The moment that sticks out to me the most is after Sefton has exposed the spy and redeemed himself after being accused of being a spy, another POW says “Brother were we all wet about you.” Sefton replies by striking a match on the other man’s face, lights his cigar and says “forget about it.”

Throughout the movie Sefton displays a mercenary attitude and profiteers off the other POWs. He is more concerned about his comfort then anything else. After he exposes the Nazi spy, rather than there being some crappy apology or all-American group hug he is still in it for himself. The only hint of morality is he can’t allow the spy to continue his work.
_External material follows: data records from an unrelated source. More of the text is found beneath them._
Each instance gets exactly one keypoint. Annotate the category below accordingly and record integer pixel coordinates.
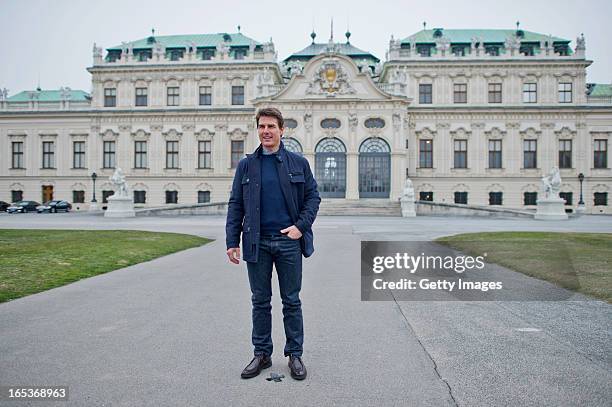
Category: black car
(23, 206)
(54, 206)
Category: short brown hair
(271, 112)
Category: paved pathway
(176, 330)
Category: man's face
(269, 133)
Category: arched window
(292, 145)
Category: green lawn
(32, 261)
(577, 261)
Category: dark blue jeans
(286, 255)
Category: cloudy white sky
(51, 40)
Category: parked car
(23, 207)
(54, 206)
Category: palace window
(330, 124)
(426, 153)
(176, 54)
(600, 154)
(171, 196)
(492, 50)
(237, 152)
(203, 196)
(460, 154)
(106, 194)
(108, 159)
(207, 54)
(204, 154)
(141, 96)
(240, 53)
(565, 93)
(205, 96)
(530, 92)
(495, 93)
(110, 97)
(600, 198)
(172, 154)
(17, 159)
(424, 50)
(16, 196)
(530, 154)
(460, 93)
(426, 196)
(237, 95)
(78, 196)
(565, 153)
(425, 93)
(290, 123)
(567, 196)
(461, 197)
(78, 157)
(526, 50)
(495, 154)
(140, 196)
(374, 123)
(173, 96)
(140, 154)
(48, 154)
(530, 198)
(458, 50)
(496, 198)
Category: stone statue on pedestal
(407, 200)
(551, 206)
(120, 205)
(551, 183)
(118, 179)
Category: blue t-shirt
(274, 212)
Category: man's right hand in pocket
(234, 254)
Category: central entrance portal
(330, 168)
(374, 168)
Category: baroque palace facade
(470, 116)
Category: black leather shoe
(258, 363)
(297, 368)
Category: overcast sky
(51, 40)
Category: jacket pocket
(296, 177)
(245, 187)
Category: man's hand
(234, 254)
(293, 232)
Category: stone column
(221, 154)
(352, 175)
(512, 149)
(157, 150)
(442, 150)
(413, 148)
(352, 159)
(188, 150)
(549, 148)
(124, 149)
(477, 147)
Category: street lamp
(93, 178)
(581, 179)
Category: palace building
(473, 117)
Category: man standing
(274, 202)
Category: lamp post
(94, 204)
(580, 208)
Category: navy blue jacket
(299, 191)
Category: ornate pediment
(330, 79)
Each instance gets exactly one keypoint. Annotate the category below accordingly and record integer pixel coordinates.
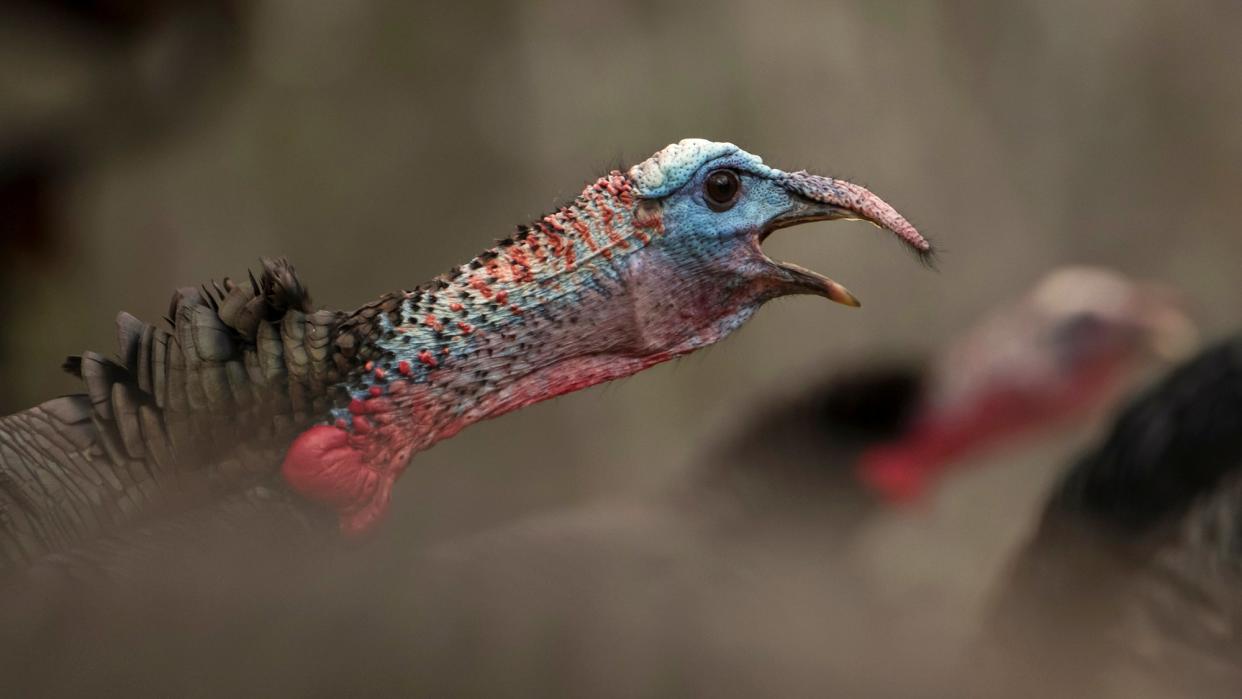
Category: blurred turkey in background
(145, 145)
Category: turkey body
(1133, 580)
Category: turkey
(884, 431)
(1130, 584)
(738, 581)
(251, 387)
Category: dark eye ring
(722, 189)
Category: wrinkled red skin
(353, 471)
(903, 471)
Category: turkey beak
(826, 199)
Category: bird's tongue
(819, 284)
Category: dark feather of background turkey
(86, 80)
(1134, 576)
(744, 579)
(888, 431)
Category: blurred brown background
(147, 145)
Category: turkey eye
(722, 189)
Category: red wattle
(324, 467)
(894, 473)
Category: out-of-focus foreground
(147, 145)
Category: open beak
(826, 199)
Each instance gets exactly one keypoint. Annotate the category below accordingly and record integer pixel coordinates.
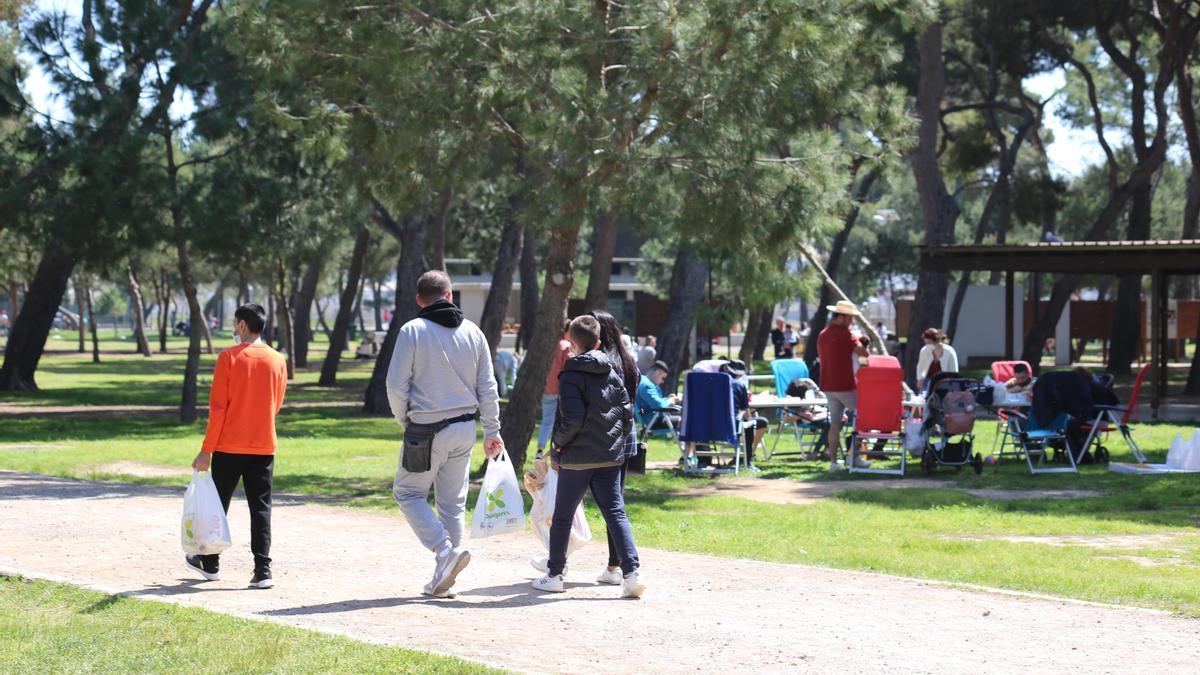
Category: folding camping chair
(709, 420)
(808, 435)
(1035, 440)
(663, 414)
(1006, 430)
(1107, 422)
(880, 416)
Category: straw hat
(844, 306)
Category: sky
(1072, 151)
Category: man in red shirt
(247, 390)
(550, 394)
(837, 348)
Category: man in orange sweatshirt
(247, 392)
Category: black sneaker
(262, 578)
(210, 571)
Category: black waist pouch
(418, 454)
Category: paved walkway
(359, 573)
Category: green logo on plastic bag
(493, 499)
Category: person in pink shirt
(550, 394)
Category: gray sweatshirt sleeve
(485, 389)
(400, 376)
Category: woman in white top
(937, 356)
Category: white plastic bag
(915, 437)
(499, 507)
(203, 527)
(541, 513)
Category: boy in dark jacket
(589, 443)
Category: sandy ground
(360, 574)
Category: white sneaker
(429, 591)
(633, 586)
(543, 565)
(448, 569)
(611, 577)
(550, 584)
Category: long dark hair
(612, 346)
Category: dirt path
(360, 573)
(16, 411)
(781, 491)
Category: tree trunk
(208, 330)
(377, 303)
(529, 293)
(321, 320)
(83, 312)
(301, 323)
(750, 335)
(285, 318)
(496, 306)
(31, 327)
(939, 209)
(1127, 323)
(1183, 285)
(91, 326)
(517, 419)
(346, 305)
(163, 290)
(139, 324)
(834, 263)
(603, 250)
(358, 306)
(687, 290)
(190, 395)
(763, 320)
(438, 248)
(409, 268)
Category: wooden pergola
(1157, 258)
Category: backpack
(958, 412)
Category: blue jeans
(605, 484)
(549, 408)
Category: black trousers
(256, 473)
(751, 425)
(613, 556)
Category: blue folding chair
(1036, 437)
(809, 436)
(711, 420)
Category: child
(1021, 381)
(589, 446)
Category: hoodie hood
(594, 362)
(442, 312)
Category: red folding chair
(880, 414)
(1107, 422)
(1007, 428)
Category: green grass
(935, 533)
(59, 628)
(126, 378)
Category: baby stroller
(949, 423)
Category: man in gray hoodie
(438, 382)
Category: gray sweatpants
(448, 475)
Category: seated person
(755, 426)
(369, 348)
(1021, 381)
(816, 417)
(649, 398)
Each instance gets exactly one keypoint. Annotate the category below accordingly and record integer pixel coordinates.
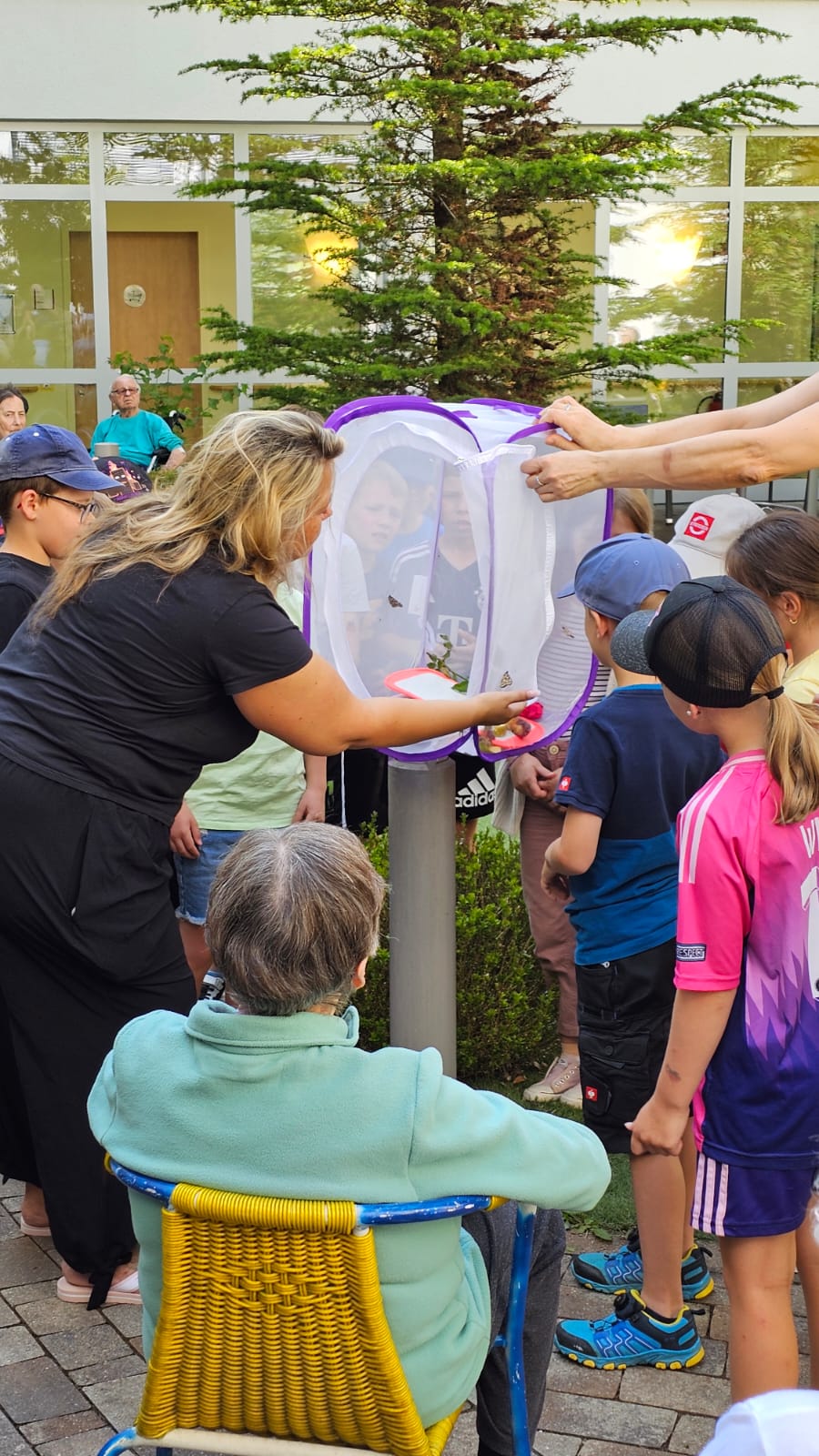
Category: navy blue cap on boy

Unlike most Hollywood characters his motives are not clear. He acts partly out of self-preservation and partly out of a latent desire to stick it to the enemy and if he profits from it all the better. All too often in the movies we see a character transformed from jerk to prince. In this movie he goes from jerk to jerk with a conscience.
David Kaplan

 

The first three that come to mind immediately are:
The Adventures of Robin Hood with Flynn.
The Hunchback of Notre Dame with Laughton.
All About Eve with Bette.
One more: Fahrenheit 451.
Lucine K.

 

I’d have to say there is one move about all others that “catches” me — The Shawshank Redemption. I’ll watch it every time! I think it’s Andy Dufresne’s methodical plan to escape from prison and his success at the end. It shows me time and time again that if you are focused you can achieve anything!